In fact, I still have two more recipes to share with you after this one—I told you it was a feast! Oh, and by the way, not sure if I mentioned yet that not only are there a lot (6) recipes, but each one makes A TON…seriously, like 8-12 servings. And can I tell you? I never got sick of the leftovers. I almost think they got better in the fridge.
So this dish looks kinda weird, right? The yellow hue and somewhat strange texture may look slightly off-putting, but I promise this is delicious! The yellow coloring come from turmeric—a warm, slightly better spice that is made from the root of a plant found in the ginger family. Turmeric is traditionally what gives yellow mustard it’s color, and it’s actually very good for you and acts as a natural anti-inflammatory.
This dish gives a nice, starchy, veggie component to the feast. It’s packed with potatoes, carrots, onions, and lots and lots of cabbage! Um…and I mean LOTS. My pan was practically exploding with cabbage when I first added it in, but worry not, it will cook down a lot (but you should still use a huge pan, lol).

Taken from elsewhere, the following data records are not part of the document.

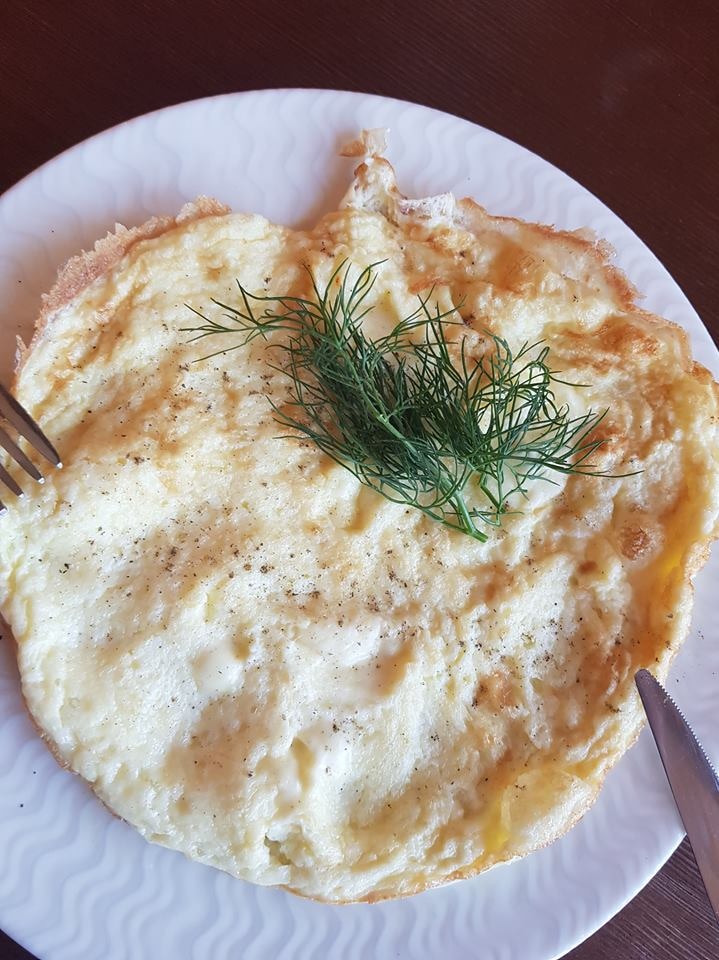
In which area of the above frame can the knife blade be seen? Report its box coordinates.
[635,670,719,920]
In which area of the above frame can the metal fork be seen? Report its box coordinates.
[0,383,62,514]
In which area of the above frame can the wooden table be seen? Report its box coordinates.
[0,0,719,960]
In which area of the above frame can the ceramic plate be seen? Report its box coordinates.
[0,90,719,960]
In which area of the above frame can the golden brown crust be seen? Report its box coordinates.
[15,196,229,383]
[7,139,719,903]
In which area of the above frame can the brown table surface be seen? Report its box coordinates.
[0,0,719,960]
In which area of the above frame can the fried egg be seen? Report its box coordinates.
[0,137,719,902]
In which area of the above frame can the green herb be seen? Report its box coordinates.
[186,262,606,541]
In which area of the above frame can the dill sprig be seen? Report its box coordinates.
[185,261,607,541]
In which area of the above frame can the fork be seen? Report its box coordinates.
[0,383,62,514]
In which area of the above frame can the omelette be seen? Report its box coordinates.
[0,135,719,902]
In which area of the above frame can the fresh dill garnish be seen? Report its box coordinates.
[185,261,607,541]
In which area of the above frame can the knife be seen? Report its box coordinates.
[635,670,719,919]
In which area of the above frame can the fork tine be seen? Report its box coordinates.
[0,427,44,483]
[0,383,62,470]
[0,464,25,498]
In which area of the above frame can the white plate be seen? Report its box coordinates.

In other news, it’s 85 again. In Seattle. In the very beginning of May. How. I’m going to go make some iced tea and wish that central A/C was a “thing” around here…
- 1/3 cup coconut oil
- 2 small to medium onions, thinly sliced
- 4 carrots, peeled and sliced
- 3 russet potatoes, peeled and chopped into 1-inch cubes
- 2 cloves garlic, pureed
- 1 tbsp fresh ginger, pureed
- 1/4 tsp turmeric
- salt and pepper
- 1 cup water
- 1 head green cabbage, chopped
- 1 jalapeno, finely chopped
- In a very large pan, heat the coconut oil over medium-high heat. Add in the onion and cook for around 4 minutes. Add in the carrot and cook for an additional 4 minutes. Add in the potatoes, and cover and cook for 5 minutes.
- Add in the garlic, ginger, turmeric, salt, and pepper, and stir for 1 minute. Add in the water and cook, stirring, for 3-5 minutes. Add in the cabbage and jalapeño and stir for 2-3 minutes to coat. Cover and cook, stirring occasionally, for 10 to 15 minutes, until the veggies are soft. Season, to taste, with more salt.